By default, my system is a UTF-8, so I didn't compile it in the past. This is a GBK-encoded source file, most people are still using windows, and also installed a Chinese Language Pack, therefore, the default encoding is mostly GBK, so it can be compiled normally.

The source file of GBK encoding, so there is generally no problem, but most programs will eventually run in a linux environment. All users set the virtual machine parameter-Dfile. encoding = GBK. No one dares to be lazy.

(But it should be earlier)




When I add this parameter, the compilation passes smoothly.


Feel very holy, run my helloWord


In the UTF-8 Environment




So excited. I finally got out.


Running in GBK environment (this is the reason for most garbled code)





This is not scientific. Why are they confused?


Everyone must have forgotten what encoding the java class file is. Unicode, right? So after the compilation of Michael's string, it's not a GBK. No matter what encoding source file, the class file encoding is the same,


So I added it honestly (this environment is still GBK)

When the system UTF-8 didn't tell JVM what encoding rules to encode it, it certainly uses UTF-8 to compile and you will get an input stream.

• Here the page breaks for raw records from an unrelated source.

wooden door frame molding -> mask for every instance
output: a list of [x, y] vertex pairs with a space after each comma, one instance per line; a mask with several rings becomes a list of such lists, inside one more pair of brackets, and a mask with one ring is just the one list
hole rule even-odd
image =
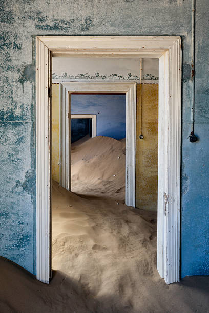
[[179, 280], [181, 43], [179, 36], [36, 37], [36, 277], [51, 275], [50, 92], [52, 56], [158, 58], [159, 148], [157, 269]]
[[126, 82], [60, 82], [59, 183], [70, 190], [69, 95], [76, 92], [126, 94], [126, 204], [135, 206], [136, 84]]
[[71, 114], [71, 119], [92, 119], [92, 138], [96, 136], [96, 114]]

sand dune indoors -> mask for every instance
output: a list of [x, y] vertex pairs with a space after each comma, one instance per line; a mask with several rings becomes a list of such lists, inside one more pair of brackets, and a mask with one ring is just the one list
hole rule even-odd
[[86, 138], [72, 148], [77, 193], [52, 182], [52, 279], [0, 258], [0, 312], [208, 312], [207, 277], [166, 285], [159, 277], [156, 214], [124, 204], [124, 141]]
[[86, 136], [72, 145], [71, 191], [124, 200], [125, 139]]

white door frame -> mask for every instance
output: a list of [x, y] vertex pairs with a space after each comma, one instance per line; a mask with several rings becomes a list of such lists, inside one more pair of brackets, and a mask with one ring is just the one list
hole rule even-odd
[[71, 119], [91, 119], [92, 120], [92, 138], [96, 136], [96, 114], [71, 114]]
[[126, 192], [127, 206], [135, 206], [136, 84], [124, 82], [60, 82], [59, 184], [70, 189], [69, 115], [72, 93], [126, 94]]
[[179, 36], [38, 36], [36, 37], [36, 277], [51, 275], [51, 57], [159, 59], [157, 269], [179, 280], [181, 44]]

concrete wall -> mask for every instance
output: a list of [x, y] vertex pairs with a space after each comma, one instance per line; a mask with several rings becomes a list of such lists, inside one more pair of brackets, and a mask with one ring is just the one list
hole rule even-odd
[[0, 3], [0, 254], [32, 273], [35, 256], [37, 35], [180, 35], [183, 75], [181, 271], [209, 274], [209, 13], [196, 2], [195, 132], [190, 131], [190, 0], [28, 0]]
[[136, 106], [136, 206], [157, 210], [158, 85], [142, 86], [141, 135], [140, 85], [137, 84]]

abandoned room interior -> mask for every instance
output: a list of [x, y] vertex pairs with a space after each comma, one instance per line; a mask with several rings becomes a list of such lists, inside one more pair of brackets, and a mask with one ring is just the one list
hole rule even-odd
[[208, 311], [206, 5], [2, 2], [1, 312]]

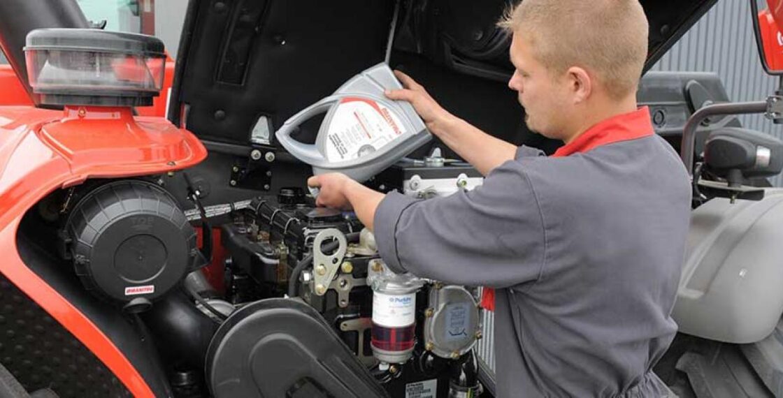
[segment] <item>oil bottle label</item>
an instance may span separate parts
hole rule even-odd
[[[341,162],[370,154],[406,132],[399,117],[372,99],[340,101],[327,131],[327,159]]]
[[[373,293],[373,323],[386,328],[402,328],[416,322],[416,293]]]

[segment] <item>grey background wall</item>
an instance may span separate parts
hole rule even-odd
[[[731,101],[760,101],[774,92],[778,79],[759,61],[748,0],[719,0],[651,70],[716,72]],[[760,115],[739,117],[742,125],[783,138],[783,126]],[[771,179],[783,186],[783,176]]]
[[[736,102],[763,99],[778,85],[778,80],[767,75],[759,61],[747,0],[719,0],[651,70],[716,72],[729,99]],[[741,116],[740,120],[745,127],[783,138],[783,126],[760,115]],[[783,186],[781,175],[771,181],[775,186]],[[494,317],[485,312],[482,317],[484,339],[476,350],[494,370]]]

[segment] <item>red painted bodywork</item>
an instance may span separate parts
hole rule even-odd
[[[16,232],[49,192],[88,178],[157,174],[207,156],[193,134],[128,108],[64,111],[0,107],[0,272],[85,344],[135,396],[153,393],[127,358],[83,314],[22,261]]]
[[[783,0],[767,0],[767,5],[758,15],[764,59],[770,70],[783,70]]]

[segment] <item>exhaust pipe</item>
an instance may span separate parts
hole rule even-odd
[[[27,34],[42,27],[89,28],[90,24],[76,0],[0,1],[0,48],[36,105],[39,102],[30,87],[22,48]]]

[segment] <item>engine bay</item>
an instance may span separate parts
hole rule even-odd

This input stream is a string


00111 binary represents three under the UTF-8, and to the output to the screen here the screen does not eat this set of 00001111 does not represent three, the three words that I don't know (shame) above, so I have to tell the virtual


Machine, I want Michael Jacob from GBK encoding, and I want a string of binary numbers corresponding to Michael Jacob from GBK, so I just need to add this. Write it here first! It's no longer time to catch up with the second-way car.


Next time I write another code about I/O, I think it is easier. (The effects of some java classes related to encoding are even better)


I would like to write it here and wish you a good day. Don't forget two lines of code yi Qing, because she may have forgotten you for a few days.







Contact Us

The content source of this page is from Internet, which doesn't represent Alibaba Cloud's opinion; products and services mentioned on that page don't have any relationship with Alibaba Cloud. If the content of the page makes you feel confusing, please write us an email, we will handle the problem within 5 days after receiving your email.

If you find any instances of plagiarism from the community, please send an email to: info-contact@alibabacloud.com and provide relevant evidence. A staff member will contact you within 5 working days.

A Free Trial That Lets You Build Big!

Start building with 50+ products and up to 12 months usage for Elastic Compute Service

  • Sales Support

    1 on 1 presale consultation

  • After-Sales Support

    24/7 Technical Support 6 Free Tickets per Quarter Faster Response

  • Alibaba Cloud offers highly flexible support services tailored to meet your exact needs.